Su corazón empezó a latir de prisa. Se acercaba el momento. Tal como le había prometido Cádiz la tarde de la comida en Le Dome, hablaría de ella. La daría a conocer delante del mundo como la coautora e inspiradora indiscutible de aquella maravilla.
Tras un largo discurso salpicado de frases intelectuales y provocativas frivolidades, tales como «el milagro del absurdo reside en eso, en dejarle ser absurdo», «el lienzo es tu espejo más íntimo», «hay que plasmar el absoluto, las medias verdades no existen en pintura», rematadas con el cierre magistral de «la seducción es el boceto de un proyecto de pasión», que provocaron aplausos, titulares y preguntas en los reporteros, el comisario dio por finalizada la intervención del pintor.
Así que era eso lo que ella había sido: cuatro trazos, una intención sin fin… ¡un simple boceto!
Ni una sola mención.
Cádiz se atribuía toda la obra.

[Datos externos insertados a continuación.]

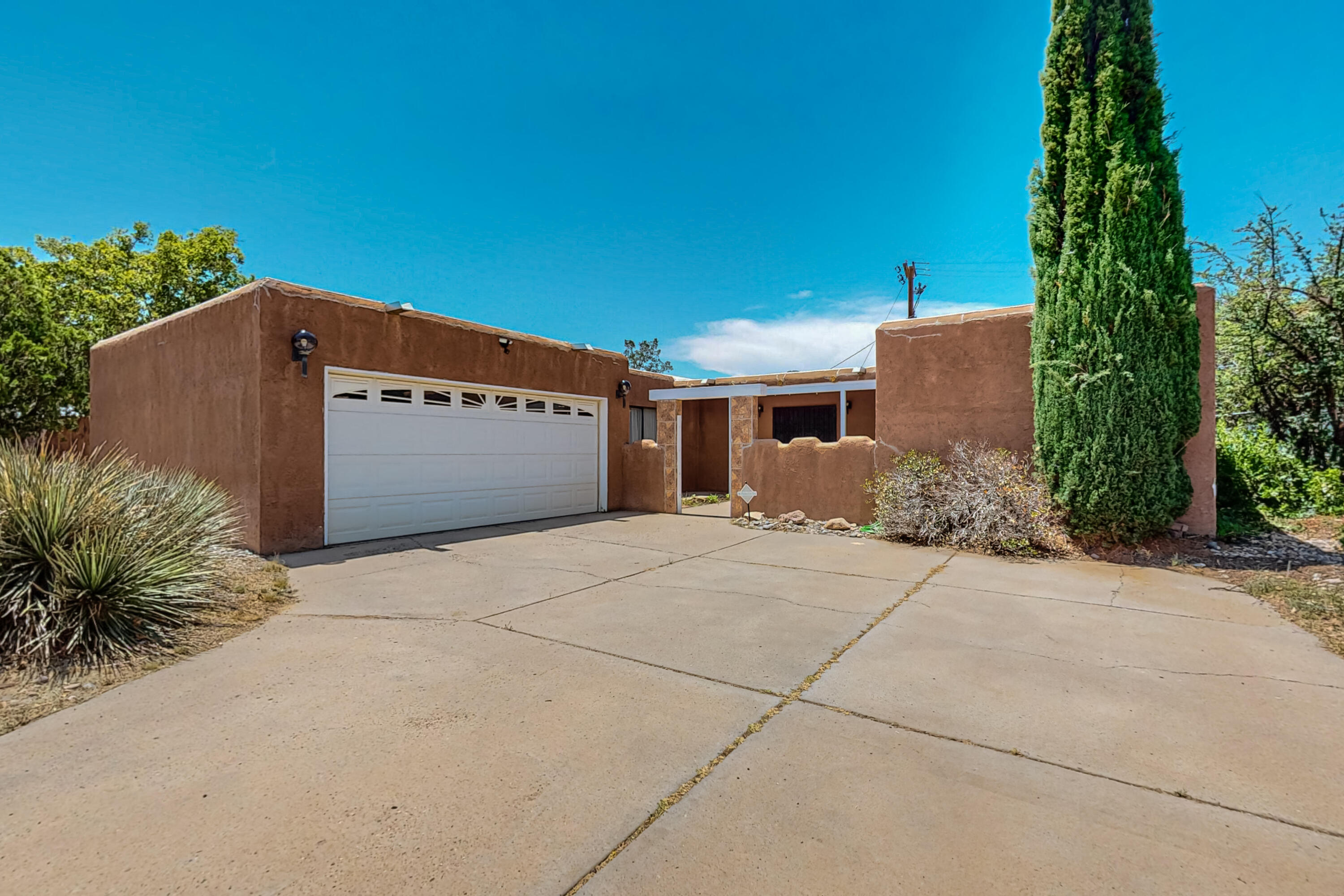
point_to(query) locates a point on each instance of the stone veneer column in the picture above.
(668, 413)
(742, 422)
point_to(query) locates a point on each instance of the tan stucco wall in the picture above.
(186, 393)
(968, 377)
(959, 377)
(670, 416)
(742, 433)
(824, 480)
(863, 414)
(642, 477)
(214, 389)
(1201, 452)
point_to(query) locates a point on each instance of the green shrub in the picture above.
(103, 556)
(980, 497)
(1260, 476)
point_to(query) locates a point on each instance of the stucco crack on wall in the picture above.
(705, 771)
(1019, 754)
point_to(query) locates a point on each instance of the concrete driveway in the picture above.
(689, 707)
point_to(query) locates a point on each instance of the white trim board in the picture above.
(807, 389)
(707, 392)
(691, 393)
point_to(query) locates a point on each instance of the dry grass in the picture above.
(256, 589)
(1308, 599)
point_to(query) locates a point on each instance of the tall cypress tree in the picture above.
(1115, 340)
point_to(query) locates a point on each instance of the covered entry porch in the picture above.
(713, 422)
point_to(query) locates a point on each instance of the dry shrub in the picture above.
(982, 497)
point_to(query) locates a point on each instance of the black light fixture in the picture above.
(304, 345)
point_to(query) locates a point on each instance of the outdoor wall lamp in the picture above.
(304, 345)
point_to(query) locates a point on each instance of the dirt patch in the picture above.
(253, 590)
(1299, 570)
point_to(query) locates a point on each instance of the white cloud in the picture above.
(804, 342)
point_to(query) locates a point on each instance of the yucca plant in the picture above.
(103, 556)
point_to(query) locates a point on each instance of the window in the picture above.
(644, 424)
(818, 421)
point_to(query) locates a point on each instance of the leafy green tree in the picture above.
(43, 377)
(647, 357)
(128, 277)
(1115, 342)
(1281, 334)
(52, 312)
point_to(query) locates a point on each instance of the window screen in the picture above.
(644, 424)
(818, 421)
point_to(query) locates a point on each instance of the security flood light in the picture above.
(304, 343)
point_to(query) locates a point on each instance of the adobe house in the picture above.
(334, 420)
(937, 381)
(404, 421)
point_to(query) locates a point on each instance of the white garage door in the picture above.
(408, 457)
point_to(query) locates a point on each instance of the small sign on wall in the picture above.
(746, 493)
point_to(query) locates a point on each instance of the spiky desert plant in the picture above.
(103, 556)
(1115, 342)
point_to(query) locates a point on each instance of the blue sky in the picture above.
(736, 179)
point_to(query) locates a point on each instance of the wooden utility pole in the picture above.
(909, 271)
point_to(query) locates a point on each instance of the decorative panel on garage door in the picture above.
(408, 457)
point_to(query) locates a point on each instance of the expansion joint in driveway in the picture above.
(706, 770)
(1019, 754)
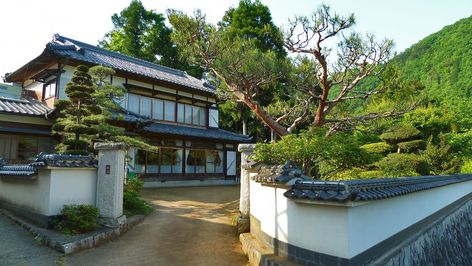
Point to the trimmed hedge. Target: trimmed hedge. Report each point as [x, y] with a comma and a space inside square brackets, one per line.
[371, 174]
[400, 134]
[76, 219]
[404, 164]
[412, 146]
[377, 148]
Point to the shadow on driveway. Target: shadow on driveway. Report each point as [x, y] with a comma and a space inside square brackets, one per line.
[190, 226]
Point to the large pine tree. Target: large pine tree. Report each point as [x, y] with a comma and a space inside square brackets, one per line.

Incluso los cuadros en los que aparecía Sienna, decía que habían salido de sus manos en un momento de trance místico.
Era asqueroso, vil, repulsivo, sucio… ¡DENIGRANTE!

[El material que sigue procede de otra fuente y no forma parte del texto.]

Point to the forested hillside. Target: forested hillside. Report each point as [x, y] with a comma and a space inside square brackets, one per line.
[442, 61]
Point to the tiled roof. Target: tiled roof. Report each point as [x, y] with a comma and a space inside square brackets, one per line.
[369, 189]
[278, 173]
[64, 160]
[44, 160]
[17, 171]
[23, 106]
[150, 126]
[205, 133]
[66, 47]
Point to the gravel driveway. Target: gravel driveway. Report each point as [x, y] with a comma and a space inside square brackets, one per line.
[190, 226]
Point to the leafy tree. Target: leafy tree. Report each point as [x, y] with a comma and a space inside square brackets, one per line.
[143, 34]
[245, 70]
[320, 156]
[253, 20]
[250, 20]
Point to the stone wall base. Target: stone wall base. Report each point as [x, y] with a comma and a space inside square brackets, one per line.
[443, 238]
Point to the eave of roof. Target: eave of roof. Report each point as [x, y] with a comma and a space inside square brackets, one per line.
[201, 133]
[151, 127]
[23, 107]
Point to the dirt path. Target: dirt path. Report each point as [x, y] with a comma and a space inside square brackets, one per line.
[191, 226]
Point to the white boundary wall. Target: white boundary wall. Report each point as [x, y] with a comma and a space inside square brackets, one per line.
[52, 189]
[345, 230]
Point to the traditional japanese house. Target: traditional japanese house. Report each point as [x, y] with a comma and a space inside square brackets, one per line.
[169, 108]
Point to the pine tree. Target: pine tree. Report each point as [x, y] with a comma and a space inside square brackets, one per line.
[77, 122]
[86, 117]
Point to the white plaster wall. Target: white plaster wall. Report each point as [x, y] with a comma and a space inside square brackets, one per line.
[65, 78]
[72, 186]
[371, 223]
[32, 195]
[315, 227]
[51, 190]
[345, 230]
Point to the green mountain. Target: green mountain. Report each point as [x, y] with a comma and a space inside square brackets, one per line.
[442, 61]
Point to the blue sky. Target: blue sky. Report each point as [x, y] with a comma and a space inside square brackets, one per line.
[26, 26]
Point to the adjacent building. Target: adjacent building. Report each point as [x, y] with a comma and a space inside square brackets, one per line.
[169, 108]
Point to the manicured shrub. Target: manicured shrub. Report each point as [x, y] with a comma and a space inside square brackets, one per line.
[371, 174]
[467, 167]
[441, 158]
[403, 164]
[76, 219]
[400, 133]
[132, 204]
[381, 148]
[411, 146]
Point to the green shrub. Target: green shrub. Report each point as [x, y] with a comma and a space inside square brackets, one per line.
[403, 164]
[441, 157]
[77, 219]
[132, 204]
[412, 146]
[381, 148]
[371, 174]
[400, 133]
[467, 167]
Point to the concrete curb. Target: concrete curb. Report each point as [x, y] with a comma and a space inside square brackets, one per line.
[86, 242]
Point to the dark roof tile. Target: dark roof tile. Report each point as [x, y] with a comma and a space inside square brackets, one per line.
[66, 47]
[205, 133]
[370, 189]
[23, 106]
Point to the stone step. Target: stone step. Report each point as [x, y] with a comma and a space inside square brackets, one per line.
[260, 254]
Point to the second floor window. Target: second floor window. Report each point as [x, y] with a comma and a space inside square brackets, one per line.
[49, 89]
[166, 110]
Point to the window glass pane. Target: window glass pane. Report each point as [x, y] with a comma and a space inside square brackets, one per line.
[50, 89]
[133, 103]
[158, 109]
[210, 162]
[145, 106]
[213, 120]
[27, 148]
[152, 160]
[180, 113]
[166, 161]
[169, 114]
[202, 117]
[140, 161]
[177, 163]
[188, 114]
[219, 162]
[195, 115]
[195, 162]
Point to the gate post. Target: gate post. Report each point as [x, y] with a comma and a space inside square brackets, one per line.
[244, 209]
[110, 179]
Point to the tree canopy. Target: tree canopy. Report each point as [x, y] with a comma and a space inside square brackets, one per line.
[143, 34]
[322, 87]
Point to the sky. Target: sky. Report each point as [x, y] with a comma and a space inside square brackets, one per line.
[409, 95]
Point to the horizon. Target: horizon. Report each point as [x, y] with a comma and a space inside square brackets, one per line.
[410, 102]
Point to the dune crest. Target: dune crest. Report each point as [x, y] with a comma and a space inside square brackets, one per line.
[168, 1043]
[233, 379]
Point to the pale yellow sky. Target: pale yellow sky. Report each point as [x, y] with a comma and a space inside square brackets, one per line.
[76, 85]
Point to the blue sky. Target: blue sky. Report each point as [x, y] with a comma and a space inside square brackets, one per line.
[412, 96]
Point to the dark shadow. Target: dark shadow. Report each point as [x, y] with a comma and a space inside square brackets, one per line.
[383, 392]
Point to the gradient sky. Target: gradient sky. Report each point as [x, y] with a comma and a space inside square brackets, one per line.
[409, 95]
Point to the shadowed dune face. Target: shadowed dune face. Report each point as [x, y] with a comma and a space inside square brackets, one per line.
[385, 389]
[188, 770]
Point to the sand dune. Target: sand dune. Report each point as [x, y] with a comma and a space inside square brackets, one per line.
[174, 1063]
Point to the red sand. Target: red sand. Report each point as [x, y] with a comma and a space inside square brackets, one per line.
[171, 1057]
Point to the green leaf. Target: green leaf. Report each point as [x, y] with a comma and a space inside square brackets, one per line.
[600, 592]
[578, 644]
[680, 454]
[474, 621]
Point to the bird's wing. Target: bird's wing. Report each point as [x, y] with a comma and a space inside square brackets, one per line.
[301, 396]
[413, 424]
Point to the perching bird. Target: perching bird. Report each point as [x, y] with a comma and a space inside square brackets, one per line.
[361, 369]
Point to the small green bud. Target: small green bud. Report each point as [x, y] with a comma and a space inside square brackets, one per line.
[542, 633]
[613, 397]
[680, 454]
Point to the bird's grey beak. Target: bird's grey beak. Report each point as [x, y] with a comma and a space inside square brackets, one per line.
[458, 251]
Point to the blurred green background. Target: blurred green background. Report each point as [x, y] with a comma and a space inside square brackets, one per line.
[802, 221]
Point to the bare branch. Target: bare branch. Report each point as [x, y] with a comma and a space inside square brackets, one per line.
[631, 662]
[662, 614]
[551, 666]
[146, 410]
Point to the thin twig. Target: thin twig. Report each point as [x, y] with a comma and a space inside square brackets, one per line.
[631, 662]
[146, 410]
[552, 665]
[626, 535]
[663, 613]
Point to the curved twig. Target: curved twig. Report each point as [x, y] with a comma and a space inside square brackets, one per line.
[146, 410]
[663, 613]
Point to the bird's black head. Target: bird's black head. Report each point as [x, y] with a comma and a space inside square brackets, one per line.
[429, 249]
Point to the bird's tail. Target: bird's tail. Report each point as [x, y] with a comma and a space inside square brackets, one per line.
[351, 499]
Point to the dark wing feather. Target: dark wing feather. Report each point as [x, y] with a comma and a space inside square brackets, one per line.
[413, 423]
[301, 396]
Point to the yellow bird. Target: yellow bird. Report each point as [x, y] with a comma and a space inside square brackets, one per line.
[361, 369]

Mazarine desapareció lanzándose escaleras abajo sin dar tiempo a que Pascal lo notara. Necesitaba huir de aquella farsa inmunda, que nadie viera la tormenta que estaba a punto de desatarse en sus ojos. Las lágrimas volvían a correr por sus mejillas; era un llanto que la rodeaba con sus tentáculos, oprimiéndole el cuello con su abrazo líquido.

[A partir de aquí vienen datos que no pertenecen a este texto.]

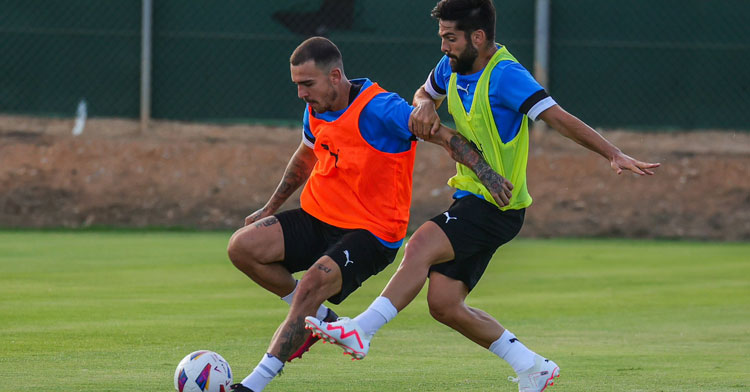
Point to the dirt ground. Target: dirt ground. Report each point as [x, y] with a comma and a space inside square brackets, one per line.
[211, 177]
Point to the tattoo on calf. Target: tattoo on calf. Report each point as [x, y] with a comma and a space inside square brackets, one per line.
[293, 337]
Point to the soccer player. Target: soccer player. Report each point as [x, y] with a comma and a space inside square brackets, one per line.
[491, 97]
[356, 156]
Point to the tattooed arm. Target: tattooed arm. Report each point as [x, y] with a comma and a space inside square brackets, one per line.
[464, 152]
[297, 171]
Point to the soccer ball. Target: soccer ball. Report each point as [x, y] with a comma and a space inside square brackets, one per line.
[203, 371]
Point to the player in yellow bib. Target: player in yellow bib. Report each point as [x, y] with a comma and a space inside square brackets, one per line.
[491, 98]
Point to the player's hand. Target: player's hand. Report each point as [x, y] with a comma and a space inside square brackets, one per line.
[622, 162]
[500, 188]
[424, 120]
[256, 216]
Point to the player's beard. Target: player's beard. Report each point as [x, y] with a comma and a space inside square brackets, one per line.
[464, 62]
[326, 104]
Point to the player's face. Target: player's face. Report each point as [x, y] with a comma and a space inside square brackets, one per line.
[314, 86]
[454, 44]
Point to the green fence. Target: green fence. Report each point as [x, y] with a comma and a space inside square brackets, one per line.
[637, 64]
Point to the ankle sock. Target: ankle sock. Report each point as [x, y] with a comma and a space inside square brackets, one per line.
[513, 351]
[266, 370]
[378, 314]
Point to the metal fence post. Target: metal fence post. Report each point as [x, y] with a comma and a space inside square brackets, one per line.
[541, 56]
[146, 64]
[541, 43]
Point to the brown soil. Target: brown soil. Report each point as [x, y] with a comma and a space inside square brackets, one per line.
[211, 177]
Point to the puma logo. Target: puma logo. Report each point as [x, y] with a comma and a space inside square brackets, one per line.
[334, 155]
[346, 253]
[448, 217]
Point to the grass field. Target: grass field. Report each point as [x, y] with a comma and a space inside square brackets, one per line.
[116, 311]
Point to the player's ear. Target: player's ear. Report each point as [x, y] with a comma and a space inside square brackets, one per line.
[335, 75]
[478, 38]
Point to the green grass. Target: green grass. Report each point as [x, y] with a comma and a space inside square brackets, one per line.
[116, 311]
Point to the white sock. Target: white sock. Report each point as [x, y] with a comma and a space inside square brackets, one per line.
[380, 312]
[266, 370]
[322, 310]
[513, 351]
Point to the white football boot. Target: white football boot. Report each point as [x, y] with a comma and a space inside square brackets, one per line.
[538, 377]
[344, 333]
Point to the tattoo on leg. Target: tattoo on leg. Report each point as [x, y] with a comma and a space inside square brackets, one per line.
[292, 338]
[270, 221]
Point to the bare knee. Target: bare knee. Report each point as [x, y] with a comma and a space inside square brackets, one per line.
[244, 251]
[444, 311]
[314, 288]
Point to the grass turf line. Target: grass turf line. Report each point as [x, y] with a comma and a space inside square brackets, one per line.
[116, 311]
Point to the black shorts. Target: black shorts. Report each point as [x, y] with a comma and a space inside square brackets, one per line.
[357, 252]
[475, 228]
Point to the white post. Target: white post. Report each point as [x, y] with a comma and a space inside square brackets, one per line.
[146, 24]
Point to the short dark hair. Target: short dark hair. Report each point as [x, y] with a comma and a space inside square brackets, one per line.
[469, 15]
[319, 49]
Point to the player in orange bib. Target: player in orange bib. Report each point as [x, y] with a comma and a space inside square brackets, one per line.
[356, 161]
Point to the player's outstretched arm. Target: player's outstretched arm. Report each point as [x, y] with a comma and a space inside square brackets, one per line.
[297, 171]
[424, 120]
[576, 130]
[464, 152]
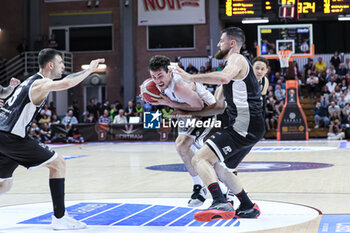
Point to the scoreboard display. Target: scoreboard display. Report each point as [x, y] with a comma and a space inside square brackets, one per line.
[297, 9]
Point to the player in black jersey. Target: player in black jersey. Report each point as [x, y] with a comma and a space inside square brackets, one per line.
[227, 148]
[17, 148]
[260, 67]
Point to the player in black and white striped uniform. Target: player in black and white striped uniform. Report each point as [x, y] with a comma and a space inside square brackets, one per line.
[16, 116]
[227, 148]
[181, 94]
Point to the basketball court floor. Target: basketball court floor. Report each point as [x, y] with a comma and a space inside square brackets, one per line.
[300, 186]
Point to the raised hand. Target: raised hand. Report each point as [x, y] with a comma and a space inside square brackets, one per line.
[94, 64]
[14, 82]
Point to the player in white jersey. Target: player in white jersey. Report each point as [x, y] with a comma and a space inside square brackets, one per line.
[180, 94]
[16, 116]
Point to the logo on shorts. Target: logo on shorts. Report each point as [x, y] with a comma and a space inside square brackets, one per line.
[226, 149]
[151, 120]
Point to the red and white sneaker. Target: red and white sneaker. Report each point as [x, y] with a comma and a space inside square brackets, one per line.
[216, 211]
[253, 212]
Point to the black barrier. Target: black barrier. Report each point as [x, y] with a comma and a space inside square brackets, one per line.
[112, 132]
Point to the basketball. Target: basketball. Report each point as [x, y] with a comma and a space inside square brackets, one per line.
[149, 90]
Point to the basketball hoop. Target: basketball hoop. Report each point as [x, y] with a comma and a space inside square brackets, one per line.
[285, 57]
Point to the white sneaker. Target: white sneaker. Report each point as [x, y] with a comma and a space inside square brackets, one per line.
[198, 197]
[66, 223]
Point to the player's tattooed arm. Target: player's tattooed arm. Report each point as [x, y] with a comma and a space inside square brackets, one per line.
[75, 75]
[6, 91]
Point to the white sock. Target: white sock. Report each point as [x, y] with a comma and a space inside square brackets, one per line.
[197, 180]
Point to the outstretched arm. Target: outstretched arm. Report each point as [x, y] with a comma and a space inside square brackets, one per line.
[42, 87]
[236, 65]
[6, 91]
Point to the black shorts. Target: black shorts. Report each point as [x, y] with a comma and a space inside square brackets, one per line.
[197, 133]
[231, 147]
[27, 152]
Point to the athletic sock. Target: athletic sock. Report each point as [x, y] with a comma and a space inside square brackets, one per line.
[216, 193]
[57, 195]
[246, 203]
[197, 180]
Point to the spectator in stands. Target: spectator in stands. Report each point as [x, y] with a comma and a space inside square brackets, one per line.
[46, 111]
[320, 115]
[335, 130]
[334, 110]
[347, 63]
[220, 67]
[54, 119]
[331, 84]
[308, 66]
[89, 118]
[191, 69]
[280, 93]
[139, 110]
[320, 66]
[342, 71]
[39, 43]
[92, 108]
[106, 105]
[104, 119]
[44, 119]
[331, 71]
[335, 60]
[52, 42]
[208, 67]
[120, 118]
[69, 120]
[130, 110]
[312, 85]
[342, 102]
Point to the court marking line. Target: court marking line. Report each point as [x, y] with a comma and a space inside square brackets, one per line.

¡Cuánto egoísmo, cuánta manipulación, cuánta humillación! Caminó y caminó por las calles sintiéndose perdida; quería encontrar para su alma la ansiada levedad de no sentir. Arrancarse ese desesperado sentimiento que la hacía depender de aquel ser ególatra y mezquino.
Su móvil sonaba y sonaba en silencio, mientras su sombra esquivaba al mundo. Los transeúntes ignoraban la idea que empezaba a esbozarse en su mente y con los pasos se convertía en su salvación. Le había venido el deseo de no tener más deseos… Sí, se vengaría de él desapareciendo.
Estaba cansada de soportar ese algo que la quería matar condenándola a vivir; cansada de sufrir, de soportar esa turbia soledad. Cansada de dilatar una espera. La espera del amor… la espera de esos ojos gastados que miraban y prometían y nada daban. Le regalaría todo lo que había pintado para que acabara de cubrirse de gloria y se emborrachara de éxito.
La noche se fue cerrando sobre su larga silueta hasta que la desolación se apoderó por completo de su alma. Delante del Pont Neuf, las oscuras aguas del Seine la llamaban… Ojos Nieblos también.